Layering Search Algorithms and Underperforming Torso Queries

This is a past event

41 people went


As usual, we will have two talks followed by drinks. The industry talk will be given by Erik Groeneveld from Seecr ( He will talk about layering search algorithms for satisfying very complicated search requirements. The academic talk will be given by Masrour Zoghi from UvA on click-based hot fixes for underperforming Torso queries. The abstracts will be announced later.

Erik Groeneveld (Seecr)--Layering Search Algorithms to Satisfy Complicated Information Needs

This talk presents the way various search algorithms (eight) take consecutive turns as to gradually work from a large corpus towards a few precisely ranked hits. The case comes from a real world search engine implemented by the Dutch Royal Library. The talk presents the current affairs and demonstrates results. The presenter wants to share his approach and hopes to get feedback on it.

Erik Groeneveld's bio: I am a distributed systems and information retrieval expert. I create and implement efficient and scalable search engines using the latest algorithms. I do so with the help of the people at Seecr who share my passion.
Open source software means to me the ability to execute: being able to download it right now and fix any problem that appears allows me to work fast and meet my goals. I introduced XP in The Netherlands and initiated user groups and conferences about Agile. I am now a post-agilist: I believe adventures succeed not because of the method but because of the people. I have no other objectives in live than being happy now and old and wise later, knowing that only one of these three happens naturally. In 2015 I am building a house out of hemp and lime (hempcrete). @hennephuis (in Dutch)
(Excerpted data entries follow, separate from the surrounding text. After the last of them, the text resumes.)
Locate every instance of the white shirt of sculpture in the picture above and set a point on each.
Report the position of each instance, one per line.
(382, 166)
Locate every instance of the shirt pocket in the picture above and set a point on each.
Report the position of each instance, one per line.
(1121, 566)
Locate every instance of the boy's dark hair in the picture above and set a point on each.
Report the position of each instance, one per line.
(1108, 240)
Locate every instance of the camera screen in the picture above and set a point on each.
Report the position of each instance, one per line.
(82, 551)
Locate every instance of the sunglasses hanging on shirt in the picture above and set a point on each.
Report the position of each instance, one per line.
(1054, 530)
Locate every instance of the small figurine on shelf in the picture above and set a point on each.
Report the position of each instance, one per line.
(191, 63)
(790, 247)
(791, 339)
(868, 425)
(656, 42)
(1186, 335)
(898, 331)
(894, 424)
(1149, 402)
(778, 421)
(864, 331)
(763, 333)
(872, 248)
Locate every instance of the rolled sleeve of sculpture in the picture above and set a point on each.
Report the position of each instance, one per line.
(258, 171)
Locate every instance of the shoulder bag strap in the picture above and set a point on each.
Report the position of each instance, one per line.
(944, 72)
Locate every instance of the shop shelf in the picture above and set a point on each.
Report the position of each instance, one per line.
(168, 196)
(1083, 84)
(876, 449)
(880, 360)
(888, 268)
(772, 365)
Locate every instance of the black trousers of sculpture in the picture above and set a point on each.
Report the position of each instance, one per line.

Masrour Zoghi (University of Amsterdam)--Click-based Hot Fixes for Underperforming Torso Queries

Ranking documents using their historical click-through rate (CTR) can improve relevance for frequently occurring queries, i.e., so-called head queries. It is difficult to use such click signals on non-head queries as they receive fewer clicks. In this work, we address the challenge of dealing with torso queries on which the production ranker is performing poorly. Torso queries are queries that occur frequently enough so that they are not considered as tail queries and yet not frequently enough to be head queries either. They comprise a large portion of most commercial search engines' traffic, so the presence of a large number of underperforming torso queries can harm the overall performance significantly. We propose a practical method for dealing with such cases, drawing inspiration from the literature on learning to rank (LTR). Our method requires relatively few clicks from users to derive a strong re-ranking signal by comparing document relevance between pairs of documents instead of using absolute numbers of clicks per document. By infusing a modest amount of exploration into the ranked lists produced by a production ranker and extracting preferences between documents, we obtain substantial improvements over the production ranker in terms of page-level online metrics. We use an exploration dataset consisting of real user clicks from a large-scale commercial search engine to demonstrate the effectiveness of the method. We conduct further experimentation on public benchmark data using simulated clicks to gain insight into the inner workings of the proposed method. Our results indicate a need for LTR methods that make more explicit use of the query and other contextual information.

Masrour Zoghi's bio: Masrour Zoghi is a graduate student in the ILPS group at the University of Amsterdam, working on bandits, ranking and preference learning.